Detection vocabulary (exit_code:N, http_status:N, exception:Name, header:X-Auth-Status:expired) is open-ended; hosts MAY add new prefixes per kind. Bundles SHOULD use the canonical detection most natural to their kind.

Login state machine

Same three-state machine as AIP-29 § Login state machine:

unknown ──(version_check / health_check ok)──▶ unauthed ──(login completes)──▶ authed

                                  ▲ ─────(expiry detected)───────────────────────  ┘

State persistence is per (driver.id, workspace.id, user.id) tuple, not per-call. Hosts MUST persist state across runs.

Builtin drivers

A kind: builtin driver expresses "this tool is implemented natively by the host runtime, no external integration needed":

spec: agentdriver/v1
name: Host fs.read
id: host-builtin-fs-read
description: Workspace file read, host-native (no external binary or service).
version: 1.0.0
kind: builtin
implements:
  - tool: ./tools/fs-read/TOOL.md
    version: "^1.0.0"
metadata:
  builtin:
    host_id: agentik-runtime    # which host runtime provides this

Builtin drivers are how the runtime exposes its first-party capabilities without forcing them through CLI/HTTP/MCP wrappers.
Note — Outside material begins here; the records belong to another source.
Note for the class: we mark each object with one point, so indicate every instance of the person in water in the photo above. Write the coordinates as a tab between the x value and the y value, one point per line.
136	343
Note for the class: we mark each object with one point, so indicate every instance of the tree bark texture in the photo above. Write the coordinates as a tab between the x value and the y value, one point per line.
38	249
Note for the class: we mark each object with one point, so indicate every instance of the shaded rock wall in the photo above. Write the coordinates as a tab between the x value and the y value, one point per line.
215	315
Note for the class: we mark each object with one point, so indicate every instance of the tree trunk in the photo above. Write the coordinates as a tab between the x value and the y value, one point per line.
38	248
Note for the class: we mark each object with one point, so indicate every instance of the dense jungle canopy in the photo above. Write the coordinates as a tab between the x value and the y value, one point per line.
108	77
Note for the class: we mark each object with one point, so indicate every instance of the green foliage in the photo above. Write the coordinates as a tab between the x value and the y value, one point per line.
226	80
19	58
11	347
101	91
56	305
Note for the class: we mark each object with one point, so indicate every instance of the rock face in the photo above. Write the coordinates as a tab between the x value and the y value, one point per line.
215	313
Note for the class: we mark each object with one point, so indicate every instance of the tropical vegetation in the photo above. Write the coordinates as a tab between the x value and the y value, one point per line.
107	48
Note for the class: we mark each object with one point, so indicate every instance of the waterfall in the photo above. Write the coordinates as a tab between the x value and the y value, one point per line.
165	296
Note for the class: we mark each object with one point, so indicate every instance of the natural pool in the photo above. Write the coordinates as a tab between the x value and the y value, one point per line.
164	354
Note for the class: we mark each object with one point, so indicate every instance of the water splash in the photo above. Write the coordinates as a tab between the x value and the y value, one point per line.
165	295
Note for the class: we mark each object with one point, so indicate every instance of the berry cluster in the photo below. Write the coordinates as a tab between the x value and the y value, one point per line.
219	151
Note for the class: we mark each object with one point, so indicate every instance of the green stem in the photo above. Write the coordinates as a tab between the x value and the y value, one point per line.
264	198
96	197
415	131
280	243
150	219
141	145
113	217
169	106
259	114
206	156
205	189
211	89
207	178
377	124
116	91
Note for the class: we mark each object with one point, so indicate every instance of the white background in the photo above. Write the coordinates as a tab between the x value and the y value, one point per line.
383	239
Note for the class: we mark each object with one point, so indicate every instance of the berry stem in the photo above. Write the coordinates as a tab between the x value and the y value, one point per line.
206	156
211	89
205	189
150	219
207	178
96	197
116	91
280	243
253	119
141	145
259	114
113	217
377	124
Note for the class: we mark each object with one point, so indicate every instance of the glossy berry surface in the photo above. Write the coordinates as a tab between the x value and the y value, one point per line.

They have no install (already present), no auth (host-native), no network (no egress). They MAY declare policy_tags and region. Their execute body is the host's native function.

Stable identity

id + version together form the driver's stable identity. Two drivers with the same id but different major version values MUST be treated as distinct. Caches, audit logs, and tool registrations key on id@major.

version here is the manifest version (driver config). For CLI/SDK drivers, the binary version is covered separately by version_check.range. Bumping version_check.range to support a new gh major SHOULD bump the driver major, since tools written for the old binary range may break.

When a driver's implements[].schema_narrowing changes (a tool gains or loses a supported optional input), the driver MUST bump its major version. The schema validator enforces this via diff against the previously-registered version.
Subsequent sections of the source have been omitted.